Desde Candyman, o mundo de Aguilera simplesmente desabou. Ela lançou uma coletânea dos seus melhores sucessos que não decolou. Quando questionada na época sobre a semelhança entre seu visual e o de Lady Gaga, simplesmente ignorou a concorrente (que ainda era uma iniciante, mas causou tanto barulho como se a destratada fosse Britney Spears). Depois da pausa para a gravidez, voltou no ano passado com o cd Bionic, um fracasso retumbante que não teve mais que dois singles, não teve turnê de shows (cancelados pela baixa venda de ingressos) e foi, com menos de seis meses de lançamento, vendido a 10 dólares nas bancas do Wal-Mart. Foi aqui, neste momento, que o filme foi lançado no mercado norte-americano. Depois disso, terminou o casamento, engordou, errou a letra do hino nacional dos EUA e quase caiu no palco no Grammy no domingo passado. Colapso. Mas, além da má fase de Aguilera, o que mais pode explicar o fracasso de “Burlesque”?

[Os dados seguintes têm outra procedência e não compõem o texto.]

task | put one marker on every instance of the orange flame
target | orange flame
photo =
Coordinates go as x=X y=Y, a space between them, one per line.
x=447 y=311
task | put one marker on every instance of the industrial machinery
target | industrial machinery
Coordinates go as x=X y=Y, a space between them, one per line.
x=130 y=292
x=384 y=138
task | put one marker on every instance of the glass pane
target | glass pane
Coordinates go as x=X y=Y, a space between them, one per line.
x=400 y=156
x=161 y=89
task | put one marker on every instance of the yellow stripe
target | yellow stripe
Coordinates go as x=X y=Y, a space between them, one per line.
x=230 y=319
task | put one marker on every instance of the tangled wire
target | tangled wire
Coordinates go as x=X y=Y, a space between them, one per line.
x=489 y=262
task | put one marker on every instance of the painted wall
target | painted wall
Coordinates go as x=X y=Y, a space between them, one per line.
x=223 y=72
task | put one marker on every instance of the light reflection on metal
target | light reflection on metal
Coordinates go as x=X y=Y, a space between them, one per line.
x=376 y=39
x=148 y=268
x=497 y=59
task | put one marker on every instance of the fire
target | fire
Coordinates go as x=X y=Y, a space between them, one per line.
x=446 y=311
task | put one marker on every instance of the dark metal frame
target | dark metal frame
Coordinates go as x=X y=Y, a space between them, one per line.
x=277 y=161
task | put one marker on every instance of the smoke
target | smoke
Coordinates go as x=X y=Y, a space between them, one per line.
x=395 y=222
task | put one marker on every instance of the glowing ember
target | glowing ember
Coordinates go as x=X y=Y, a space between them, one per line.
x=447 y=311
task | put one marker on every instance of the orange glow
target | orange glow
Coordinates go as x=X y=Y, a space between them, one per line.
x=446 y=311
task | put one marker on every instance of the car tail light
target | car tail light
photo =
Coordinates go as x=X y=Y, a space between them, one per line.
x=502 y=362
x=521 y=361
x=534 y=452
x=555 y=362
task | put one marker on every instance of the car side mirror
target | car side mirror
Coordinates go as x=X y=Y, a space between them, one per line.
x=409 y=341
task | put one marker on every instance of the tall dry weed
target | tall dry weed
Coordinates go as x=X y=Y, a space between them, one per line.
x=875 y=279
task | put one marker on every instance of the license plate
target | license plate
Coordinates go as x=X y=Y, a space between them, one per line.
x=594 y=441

O primeiro problema é cinematográfico. O fiapo de história não é suficiente pra sustentar as 2 horas de duração. Além disso, a inspiração em filmes tão marcantes como Cabaret e Chicago acabam prejudicando o filme, pois já conhecemos de trás pra frente a história da mocinha que queria ser vedete. O grande acerto no filme (e, aqui, palmas para os responsáveis por terem percebido e investido nisso) é o espaço dedicado à voz e às performances de Aguilera, sem dúvida seus melhores atributos. Algo que tinha ficado evidente nas apresentações de “Express” para divulgação.

Mas, para mim, mais grave é o problema com a imagem já cristalizada de Christina na indústria cultural. Fracassos, divórcios e tropeços a parte, sua imagem fixada em mais de 10 anos de carreira não condiz com uma garota humilde. Aguilera sempre foi uma pessoa forte, de atitude, que nem um cd mal recebido é capaz de calar. Sempre enfrentou de peito aberto os problemas que se colocaram à frente e, pelo menos até o aparecimento da Gaga, esteve sempre um passo a frente das concorrentes. Sempre teve um entendimento muito sólido sobre a sexualidade que exalava de suas apresentações, motivo que sustentou insinuações mais ousadas como em Dirrty. Ainda que venha de origem humilde, nada no ícone que se tornou condiz com a moça frágil do interior, que vem buscar um sonho, deixa seu maior talento (a música) encoberto, se submete a um papel de garçonete e fica num joguinho amoroso de gato e rato.

Ok, ser atriz é a arte de viver uma outra vida. Porém, há raros casos em que a sombra do ator encobre a luz do personagem. Esse é um deles. “Burlesque” é nitidamente a batalha em que o Davi de Aguilera na música aniquilou seu Golias no cinema.